During two of those months, in the middle of the sampling period, a series of methane measurements averaged seven parts per billion. Before and after that, readings averaged only one-tenth that level.
That's a big surprise for experts, who had long thought that the Red Planet's dusty air was relatively unchanging, with no notable geological or biological activity occuring on the planet for countless years.
"This temporary increase in methane - sharply up and then back down - tells us there must be some relatively localized source," Sushil Atreya, of the Curiosity rover science team, explained in a statement.
Atreya and his colleagues have already highlighted several factors that could be changing the atmosphere's chemistry, one of which could be the presence of methane-emitting microbes deep beneath Mars' surface. Another likely cause could be an interaction between a deep water table and various types of rock, which could release methane through a chemical reaction. (Scroll to read on...)

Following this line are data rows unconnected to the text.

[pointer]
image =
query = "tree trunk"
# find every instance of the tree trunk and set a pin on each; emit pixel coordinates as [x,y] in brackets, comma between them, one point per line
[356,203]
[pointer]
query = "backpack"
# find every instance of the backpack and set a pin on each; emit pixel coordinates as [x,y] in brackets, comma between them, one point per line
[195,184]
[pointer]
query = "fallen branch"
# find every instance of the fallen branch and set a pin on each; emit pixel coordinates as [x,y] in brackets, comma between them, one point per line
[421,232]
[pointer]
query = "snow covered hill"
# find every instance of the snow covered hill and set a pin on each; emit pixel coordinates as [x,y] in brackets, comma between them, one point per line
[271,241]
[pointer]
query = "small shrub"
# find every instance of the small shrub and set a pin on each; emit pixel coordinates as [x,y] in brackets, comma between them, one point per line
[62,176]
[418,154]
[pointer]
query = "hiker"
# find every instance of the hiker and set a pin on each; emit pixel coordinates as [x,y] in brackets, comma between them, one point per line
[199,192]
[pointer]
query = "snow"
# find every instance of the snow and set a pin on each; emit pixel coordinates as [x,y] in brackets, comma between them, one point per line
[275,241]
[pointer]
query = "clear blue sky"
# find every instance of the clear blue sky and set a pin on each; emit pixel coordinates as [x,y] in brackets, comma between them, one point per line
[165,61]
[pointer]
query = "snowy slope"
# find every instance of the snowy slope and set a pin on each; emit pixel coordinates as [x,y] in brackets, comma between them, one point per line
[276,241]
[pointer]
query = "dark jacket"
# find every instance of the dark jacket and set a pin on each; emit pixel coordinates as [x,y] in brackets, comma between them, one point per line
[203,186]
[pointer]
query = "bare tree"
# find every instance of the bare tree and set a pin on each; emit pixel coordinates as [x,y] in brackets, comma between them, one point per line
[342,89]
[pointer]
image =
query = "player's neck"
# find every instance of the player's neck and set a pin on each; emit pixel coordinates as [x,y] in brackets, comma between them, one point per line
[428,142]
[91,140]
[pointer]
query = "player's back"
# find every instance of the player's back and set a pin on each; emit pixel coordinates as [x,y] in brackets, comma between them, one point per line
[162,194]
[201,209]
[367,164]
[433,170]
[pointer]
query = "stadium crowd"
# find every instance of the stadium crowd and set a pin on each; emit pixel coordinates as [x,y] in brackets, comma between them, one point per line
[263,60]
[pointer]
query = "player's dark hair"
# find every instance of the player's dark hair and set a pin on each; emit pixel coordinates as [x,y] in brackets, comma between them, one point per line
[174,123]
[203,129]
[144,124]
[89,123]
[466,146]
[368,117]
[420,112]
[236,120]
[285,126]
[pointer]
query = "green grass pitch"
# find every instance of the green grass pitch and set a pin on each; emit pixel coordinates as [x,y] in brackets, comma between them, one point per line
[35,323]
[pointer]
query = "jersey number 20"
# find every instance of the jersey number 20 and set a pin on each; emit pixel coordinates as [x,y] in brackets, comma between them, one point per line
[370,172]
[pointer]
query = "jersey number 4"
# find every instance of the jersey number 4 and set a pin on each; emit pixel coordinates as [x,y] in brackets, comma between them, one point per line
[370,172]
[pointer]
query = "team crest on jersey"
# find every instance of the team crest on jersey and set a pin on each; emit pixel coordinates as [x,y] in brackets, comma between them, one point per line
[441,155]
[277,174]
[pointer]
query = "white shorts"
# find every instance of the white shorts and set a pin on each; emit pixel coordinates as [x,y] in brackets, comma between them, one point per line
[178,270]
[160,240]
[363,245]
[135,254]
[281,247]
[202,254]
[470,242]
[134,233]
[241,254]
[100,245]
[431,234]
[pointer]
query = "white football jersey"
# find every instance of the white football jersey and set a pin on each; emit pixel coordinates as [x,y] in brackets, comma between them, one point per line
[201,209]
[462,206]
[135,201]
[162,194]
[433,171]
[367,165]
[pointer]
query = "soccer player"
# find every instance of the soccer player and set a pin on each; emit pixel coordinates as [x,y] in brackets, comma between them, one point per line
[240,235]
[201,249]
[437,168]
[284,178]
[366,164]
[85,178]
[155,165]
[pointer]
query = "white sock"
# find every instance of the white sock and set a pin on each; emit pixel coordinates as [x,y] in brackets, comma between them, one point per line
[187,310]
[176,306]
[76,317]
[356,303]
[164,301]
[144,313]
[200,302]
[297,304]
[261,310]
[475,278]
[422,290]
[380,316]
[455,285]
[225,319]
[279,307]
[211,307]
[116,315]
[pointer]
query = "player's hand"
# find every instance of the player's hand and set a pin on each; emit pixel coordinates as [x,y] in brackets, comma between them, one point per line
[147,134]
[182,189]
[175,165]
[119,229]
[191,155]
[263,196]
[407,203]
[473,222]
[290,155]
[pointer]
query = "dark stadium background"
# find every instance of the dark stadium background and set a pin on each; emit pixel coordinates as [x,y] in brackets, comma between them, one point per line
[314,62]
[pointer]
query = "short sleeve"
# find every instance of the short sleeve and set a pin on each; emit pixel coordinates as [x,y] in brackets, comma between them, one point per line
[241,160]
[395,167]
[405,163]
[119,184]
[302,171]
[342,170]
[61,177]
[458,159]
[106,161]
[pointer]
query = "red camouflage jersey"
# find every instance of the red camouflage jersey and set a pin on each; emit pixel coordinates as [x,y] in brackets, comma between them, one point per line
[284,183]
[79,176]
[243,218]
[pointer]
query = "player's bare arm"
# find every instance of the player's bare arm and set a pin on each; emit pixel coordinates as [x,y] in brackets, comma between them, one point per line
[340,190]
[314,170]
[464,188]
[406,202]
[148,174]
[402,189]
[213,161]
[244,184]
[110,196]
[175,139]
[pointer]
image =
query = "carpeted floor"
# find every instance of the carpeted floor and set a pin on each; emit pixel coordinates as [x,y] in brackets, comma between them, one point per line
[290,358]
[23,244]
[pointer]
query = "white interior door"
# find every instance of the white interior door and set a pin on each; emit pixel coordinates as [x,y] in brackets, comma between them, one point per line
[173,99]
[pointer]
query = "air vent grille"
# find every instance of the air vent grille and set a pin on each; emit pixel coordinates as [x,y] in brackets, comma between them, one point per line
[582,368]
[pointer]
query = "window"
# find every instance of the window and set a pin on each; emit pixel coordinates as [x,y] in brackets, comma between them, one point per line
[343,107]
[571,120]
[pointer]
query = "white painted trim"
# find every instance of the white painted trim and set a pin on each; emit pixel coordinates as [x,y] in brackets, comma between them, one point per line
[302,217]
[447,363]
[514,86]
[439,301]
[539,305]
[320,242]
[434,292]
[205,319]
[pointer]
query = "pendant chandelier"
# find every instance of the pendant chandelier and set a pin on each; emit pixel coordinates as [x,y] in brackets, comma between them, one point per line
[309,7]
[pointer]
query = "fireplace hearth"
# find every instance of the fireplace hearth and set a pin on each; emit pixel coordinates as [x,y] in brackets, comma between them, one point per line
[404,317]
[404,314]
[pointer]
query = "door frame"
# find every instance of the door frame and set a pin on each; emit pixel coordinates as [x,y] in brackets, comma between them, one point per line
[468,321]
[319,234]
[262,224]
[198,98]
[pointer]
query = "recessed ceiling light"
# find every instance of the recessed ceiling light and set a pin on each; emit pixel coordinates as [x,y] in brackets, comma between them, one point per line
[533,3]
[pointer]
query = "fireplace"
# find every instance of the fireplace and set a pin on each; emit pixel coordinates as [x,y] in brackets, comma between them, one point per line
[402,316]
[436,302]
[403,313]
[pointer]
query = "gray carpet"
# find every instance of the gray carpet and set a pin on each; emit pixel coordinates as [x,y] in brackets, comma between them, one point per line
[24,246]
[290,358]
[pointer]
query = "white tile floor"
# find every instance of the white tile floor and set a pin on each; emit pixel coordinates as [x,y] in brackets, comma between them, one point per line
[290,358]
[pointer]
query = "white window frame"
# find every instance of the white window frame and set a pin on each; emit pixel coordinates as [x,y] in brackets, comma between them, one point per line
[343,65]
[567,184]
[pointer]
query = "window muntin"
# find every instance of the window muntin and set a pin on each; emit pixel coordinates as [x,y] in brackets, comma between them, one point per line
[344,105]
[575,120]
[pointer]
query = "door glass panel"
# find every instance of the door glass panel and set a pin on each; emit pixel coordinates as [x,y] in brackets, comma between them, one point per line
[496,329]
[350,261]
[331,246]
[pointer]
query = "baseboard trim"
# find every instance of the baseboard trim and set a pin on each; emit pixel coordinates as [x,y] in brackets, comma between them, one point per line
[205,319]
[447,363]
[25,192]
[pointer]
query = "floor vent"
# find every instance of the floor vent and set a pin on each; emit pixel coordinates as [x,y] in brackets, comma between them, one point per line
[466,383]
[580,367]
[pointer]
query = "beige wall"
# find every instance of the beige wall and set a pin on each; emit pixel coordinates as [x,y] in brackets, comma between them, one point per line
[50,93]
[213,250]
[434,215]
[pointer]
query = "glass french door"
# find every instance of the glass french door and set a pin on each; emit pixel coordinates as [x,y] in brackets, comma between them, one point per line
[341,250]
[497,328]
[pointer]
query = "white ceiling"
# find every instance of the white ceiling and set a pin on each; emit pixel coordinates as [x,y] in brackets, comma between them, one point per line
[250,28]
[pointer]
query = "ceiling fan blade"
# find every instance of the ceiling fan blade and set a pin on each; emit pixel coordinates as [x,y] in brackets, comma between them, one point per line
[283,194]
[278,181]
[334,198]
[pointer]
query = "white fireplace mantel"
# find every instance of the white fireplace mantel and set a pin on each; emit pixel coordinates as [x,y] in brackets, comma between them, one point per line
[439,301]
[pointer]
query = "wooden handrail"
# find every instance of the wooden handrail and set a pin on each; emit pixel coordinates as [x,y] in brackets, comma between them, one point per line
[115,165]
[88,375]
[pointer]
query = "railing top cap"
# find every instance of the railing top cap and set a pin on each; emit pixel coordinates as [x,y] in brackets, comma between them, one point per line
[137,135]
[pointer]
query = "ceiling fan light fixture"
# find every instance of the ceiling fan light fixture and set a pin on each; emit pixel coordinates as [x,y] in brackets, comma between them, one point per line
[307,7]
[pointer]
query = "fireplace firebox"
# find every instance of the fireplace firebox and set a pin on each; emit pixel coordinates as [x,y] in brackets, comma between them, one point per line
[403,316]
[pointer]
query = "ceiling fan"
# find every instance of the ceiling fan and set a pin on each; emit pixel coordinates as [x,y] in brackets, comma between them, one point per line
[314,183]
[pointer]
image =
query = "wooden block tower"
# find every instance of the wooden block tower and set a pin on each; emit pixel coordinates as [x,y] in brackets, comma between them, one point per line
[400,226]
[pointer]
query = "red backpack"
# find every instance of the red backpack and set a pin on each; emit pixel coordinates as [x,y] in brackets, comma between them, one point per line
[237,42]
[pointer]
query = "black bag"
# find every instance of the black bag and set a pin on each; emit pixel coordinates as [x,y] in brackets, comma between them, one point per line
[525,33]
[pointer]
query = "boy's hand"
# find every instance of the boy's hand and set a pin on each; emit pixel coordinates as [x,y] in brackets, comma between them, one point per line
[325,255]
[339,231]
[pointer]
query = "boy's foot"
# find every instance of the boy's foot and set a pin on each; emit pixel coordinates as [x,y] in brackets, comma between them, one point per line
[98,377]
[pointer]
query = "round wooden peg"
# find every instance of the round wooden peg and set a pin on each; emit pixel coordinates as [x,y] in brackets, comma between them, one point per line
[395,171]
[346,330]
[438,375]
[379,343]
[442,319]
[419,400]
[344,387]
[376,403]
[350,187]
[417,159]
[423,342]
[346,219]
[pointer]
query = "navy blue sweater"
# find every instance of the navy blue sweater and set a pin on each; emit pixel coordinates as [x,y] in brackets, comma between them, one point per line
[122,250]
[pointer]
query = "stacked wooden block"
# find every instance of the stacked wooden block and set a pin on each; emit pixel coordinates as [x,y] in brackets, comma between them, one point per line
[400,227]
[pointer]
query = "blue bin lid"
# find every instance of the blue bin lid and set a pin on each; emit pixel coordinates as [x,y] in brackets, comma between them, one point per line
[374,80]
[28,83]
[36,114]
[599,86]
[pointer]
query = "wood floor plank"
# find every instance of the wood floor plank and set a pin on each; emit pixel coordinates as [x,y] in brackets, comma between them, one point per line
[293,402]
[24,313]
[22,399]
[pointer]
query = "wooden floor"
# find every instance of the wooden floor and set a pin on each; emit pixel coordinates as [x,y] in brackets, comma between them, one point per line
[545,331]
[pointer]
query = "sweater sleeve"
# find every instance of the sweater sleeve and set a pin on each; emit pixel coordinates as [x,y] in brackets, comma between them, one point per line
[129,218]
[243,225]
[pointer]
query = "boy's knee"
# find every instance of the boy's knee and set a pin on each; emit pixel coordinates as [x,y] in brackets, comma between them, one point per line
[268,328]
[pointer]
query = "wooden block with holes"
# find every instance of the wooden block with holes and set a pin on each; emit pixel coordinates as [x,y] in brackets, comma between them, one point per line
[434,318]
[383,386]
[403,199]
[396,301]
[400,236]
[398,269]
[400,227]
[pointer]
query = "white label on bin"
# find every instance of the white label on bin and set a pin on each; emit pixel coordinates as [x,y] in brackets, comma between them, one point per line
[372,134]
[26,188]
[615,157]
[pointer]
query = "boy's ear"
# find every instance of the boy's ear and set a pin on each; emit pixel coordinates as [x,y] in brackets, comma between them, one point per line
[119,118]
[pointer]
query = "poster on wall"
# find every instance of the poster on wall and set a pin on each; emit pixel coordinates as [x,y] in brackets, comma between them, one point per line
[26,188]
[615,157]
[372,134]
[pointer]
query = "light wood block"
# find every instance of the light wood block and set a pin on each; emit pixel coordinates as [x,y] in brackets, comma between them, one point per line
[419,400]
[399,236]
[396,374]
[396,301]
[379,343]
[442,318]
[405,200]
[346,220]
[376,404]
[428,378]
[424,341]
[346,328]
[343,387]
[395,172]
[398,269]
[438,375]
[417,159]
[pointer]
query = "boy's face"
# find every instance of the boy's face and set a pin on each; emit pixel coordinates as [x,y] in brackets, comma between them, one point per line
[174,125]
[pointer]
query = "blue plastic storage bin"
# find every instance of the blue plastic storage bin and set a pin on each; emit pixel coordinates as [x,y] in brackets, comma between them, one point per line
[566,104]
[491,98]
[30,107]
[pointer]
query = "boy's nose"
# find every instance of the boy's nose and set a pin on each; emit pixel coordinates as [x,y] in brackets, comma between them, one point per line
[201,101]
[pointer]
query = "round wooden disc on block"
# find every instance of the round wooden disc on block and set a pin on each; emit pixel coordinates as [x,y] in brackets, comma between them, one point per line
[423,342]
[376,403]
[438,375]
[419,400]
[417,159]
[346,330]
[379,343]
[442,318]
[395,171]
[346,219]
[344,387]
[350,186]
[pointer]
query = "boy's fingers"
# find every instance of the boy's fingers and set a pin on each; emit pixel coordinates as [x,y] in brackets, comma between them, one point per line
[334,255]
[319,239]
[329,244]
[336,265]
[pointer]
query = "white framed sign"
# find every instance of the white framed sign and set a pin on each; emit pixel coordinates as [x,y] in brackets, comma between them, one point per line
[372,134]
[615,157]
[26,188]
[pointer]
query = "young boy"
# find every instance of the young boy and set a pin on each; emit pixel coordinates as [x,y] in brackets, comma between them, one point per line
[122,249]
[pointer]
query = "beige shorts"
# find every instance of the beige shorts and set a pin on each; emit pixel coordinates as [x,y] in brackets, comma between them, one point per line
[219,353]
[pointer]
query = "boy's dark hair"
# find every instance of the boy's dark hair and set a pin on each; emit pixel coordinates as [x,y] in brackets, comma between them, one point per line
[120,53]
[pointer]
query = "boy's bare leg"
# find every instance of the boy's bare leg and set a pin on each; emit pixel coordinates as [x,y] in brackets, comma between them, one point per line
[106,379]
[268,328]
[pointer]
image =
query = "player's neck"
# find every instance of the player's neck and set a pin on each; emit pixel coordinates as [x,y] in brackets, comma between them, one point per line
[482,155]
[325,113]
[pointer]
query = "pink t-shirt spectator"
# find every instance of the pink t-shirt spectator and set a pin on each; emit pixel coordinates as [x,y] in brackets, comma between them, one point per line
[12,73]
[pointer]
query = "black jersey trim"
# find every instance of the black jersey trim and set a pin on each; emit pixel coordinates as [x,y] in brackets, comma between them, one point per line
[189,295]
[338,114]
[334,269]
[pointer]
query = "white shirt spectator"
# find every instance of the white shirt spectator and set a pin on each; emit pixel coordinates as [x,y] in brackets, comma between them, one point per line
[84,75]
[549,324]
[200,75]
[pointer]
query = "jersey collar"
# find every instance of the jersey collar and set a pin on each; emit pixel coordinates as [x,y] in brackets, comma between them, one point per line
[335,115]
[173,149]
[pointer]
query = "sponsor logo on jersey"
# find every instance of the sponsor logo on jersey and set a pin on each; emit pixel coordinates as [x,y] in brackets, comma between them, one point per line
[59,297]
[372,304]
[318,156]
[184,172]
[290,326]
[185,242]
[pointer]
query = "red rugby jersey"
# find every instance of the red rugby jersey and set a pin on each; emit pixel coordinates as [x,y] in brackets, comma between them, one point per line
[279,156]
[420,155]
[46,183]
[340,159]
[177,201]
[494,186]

Curiosity also detected various organic materials in Martian soil after it drilled into a rock dubbed Cumberland, marking the first definitive detection of organics on the planet.
However, this doesn't mean that Mars is still a home to hidden life, or that it ever was a source of life. Organic molecules, which contain carbon and usually hydrogen, are simply chemical building blocks life uses, and can exist without ever giving rise to life.
Still, "this first confirmation of organic carbon in a rock on Mars holds much promise," said Curiosity participating scientist Roger Summons, from MIT. "Organics are important because they can tell us about the chemical pathways by which they were formed and preserved."
This in turn can help researchers determine the differences between Mars and Earth, helping experts account for any and all factors that could impact future manned missions to the Red Planet.